Password Management and Forgotten Password Solutions

• Passwords remain a critical layer of defense for access management.
• Challenges: Forgotten passwords, account lockouts, and password reuse increase operational burden.
• Password Controls:
  • Length: Minimum 8 characters; encourage passphrases.
  • Complexity: Require a mix of letters, numbers, and symbols.
  • Expiration: Rotate passwords periodically (e.g., 90 days).
  • Lockout Thresholds: Prevent brute-force attacks (4–10 failed attempts).
• Solution Methods:
  • Self-Service: Reset via secret questions or emailed links.
  • Assisted Reset: Service desk verifies identity before issuing a new password.
• Best Practices:
  • Avoid sharing or emailing passwords directly.
  • Require immediate password changes after resets.
  • Secure and monitor reset systems to prevent unauthorized use.
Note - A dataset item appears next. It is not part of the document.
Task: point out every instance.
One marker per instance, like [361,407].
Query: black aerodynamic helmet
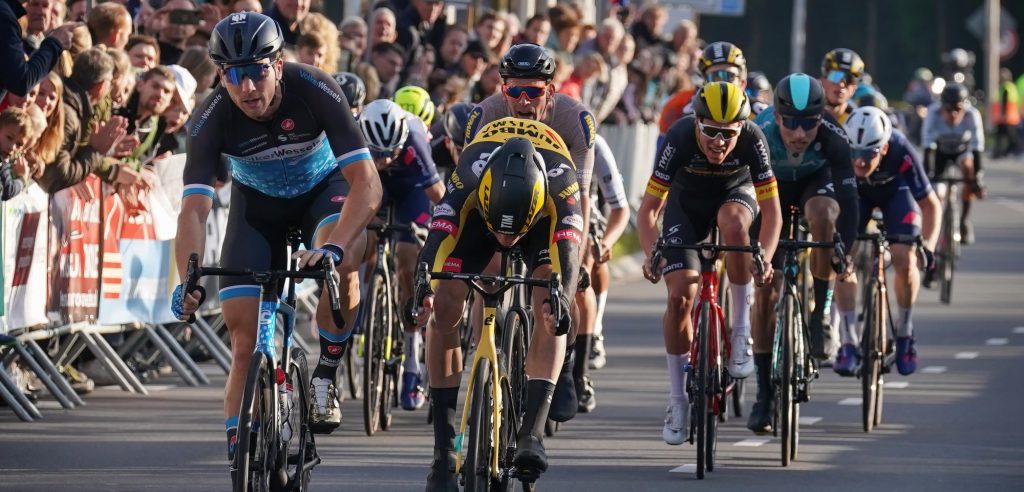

Protecting Mobile Computing

• Laptop Controls:
  • Whole-disk encryption, firewalls, advanced anti-malware.
  • Policies on physical security (e.g., cable locks, employee-only access).
• BYOD Challenges: Employee-owned devices increase risks.
• Mobile Device Management (MDM):
  • Remote wipe capabilities.
  • Encryption enforcement.
  • Application download restrictions.

Advanced Security Measures

• Web Content Filtering:
  Block access to harmful or unproductive websites.
• Data Loss Prevention (DLP):
  Detect and block unauthorized data transfers.
• Application Whitelisting:
  Allow only approved software to run on systems.
• Netflow Analysis:
  Monitor traffic patterns to detect anomalies.
• Microsegmentation:
  Isolate individual hosts to limit malware spread.

IoT Security

• Why?
  • Increased deployment in industries like healthcare (patient monitors), manufacturing (IP-connected machinery), and utilities (remote control systems).
  • Consumer IoT: "Smart" appliances such as refrigerators, thermostats, and cameras.
• Challenges:
  • Vulnerabilities by Design: Limited ability to update security configurations.
  • Privilege Escalation: Potential for lateral movement within networks.
  • Microsegmentation: Essential to isolate IoT devices and limit cross-device vulnerabilities.
• Best Practices:
  • Monitor segmentation points for potential attacks.
  • Implement firmware updates and disable unused services where possible.

Securing 5G Networks

• Advantages in Technology development:
  • Increased bandwidth (up to 500 Mbit/sec).
  • Supports a massive proliferation of IoT devices.
• Security Implications:
  • Expanded attack surfaces for DDoS attacks, data exfiltration, and over-the-air malware delivery.
• Mitigation Strategies:
  • Embed IoT devices in segmented, monitored networks.
  • Employ AI-driven threat detection for real-time responses.
  • Harden devices with firmware updates and strict access policies.